Thank you for answering instead of down voting. English is my second language and I’ve never read the word in that context before
We usually see it as “testes” which is a technical term for the male sex glands.
Jfc I thought everyone was just shitposting here but this is a real what the fuck moment
Tastes
It works it really works
It might have just been chance, you better replicate it to check.
Don’t get cocktea on me. I done made scrotonade.
1980: in the future, we’ll have flying cars! 2024: Stop dipping your balls in soy sauce you fucking idiots
But Cubs did win.
Yeah! soy sauce isn’t sweet! do it again but try sugar water this time you fuckin clowns!
Alright, I just dipped my balls in a bowl of cordial, so you don’t have to.
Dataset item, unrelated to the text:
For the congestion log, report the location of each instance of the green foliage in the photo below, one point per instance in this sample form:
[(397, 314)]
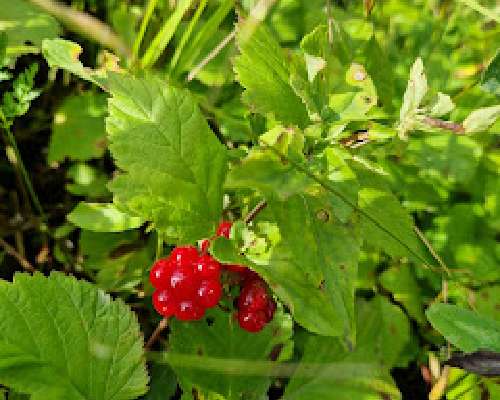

My sack didn’t detect any sweetness, but I’m sure if someone sucked on them, then they would.
Don’t leave us hanging OP, get down there.
my intuition says it would taste like cordial
mvp
Uhhh I have never heard of this but I might test it…
But why
Prehistoric dangling diabetes detectors
What
You heard him
Actually I read it but I just didn’t understand.
the testis evolved in the balls
A reference to another greentext and anatomical issue. Diabetics have sweet urine.
Why else would it be called teabagging?
Thats how you’re supposed to check if your tea has been sweetened properly before consumption
Doesn’t seem to work properly on iced tea, so test it before cooling.
My honeymoon could have gotten quite a twist
Someone please call the science memes community! Misinformation is winning against me!!
Teabag on teabag anyone?
I’m sitting here with explosive diarrhoea and this would be somewhat worse if my balls could taste.
You realize you’re supposed to take your underwear off before using the toilet, right?
I do, yes. Did you miss the “explosive” part?
Its only a real problem when you have to switch from wiping to patting.
I prefer my bidet shower.
Using toilet paper seems so awfully unhygienic in comparison. Like, if you fell face first into a pile of shit, would you want some water, soap and a towel, or… a roll of paper?
I’ll have to take your word for it. I’ve only seen pictures of them.
How to tell if someone has a bidet: they’ll tell you about their bidet.
Side note: I have a bidet. Get one.
OK aye you got me with that one.
But also, it’s literally always been a thing here in Finland and I didn’t realise the rest of the planet doesn’t have it but default.
Like my grandparents bathroom had one before they remodeled it in the mid 90*s.
But yeah if you don’t have one, it doesn’t cost much. Whats that podcast one for instance.
Clear backblast.
I recommend a latrine then. Spread those cheeks and let 'er rip without fear of backsplash or collateral damage.
Can’t really be arsed to go outside everytime I need a shit.
I have a bidet shower so having a bit of splashback isn’t such a huge deal. Just remember not to mix up your arse towel with your face towel.
Hmm, I really need to get myself a bidet.
Definitely recommend.
It’s standard here in Finland since like… I don’t even know how long. Like literally all apartments will have a bidet-shower. More common than saunas, and those are pretty much standard in everything built around 90’s and later.
Speaking of saunas, we’re thinking of getting one, but I don’t know what to look for. Any thoughts? Also, what does maintenance look like?
Reminds me of that South Park episode where Cartman proves you can eat from your ass and shit from your mouth.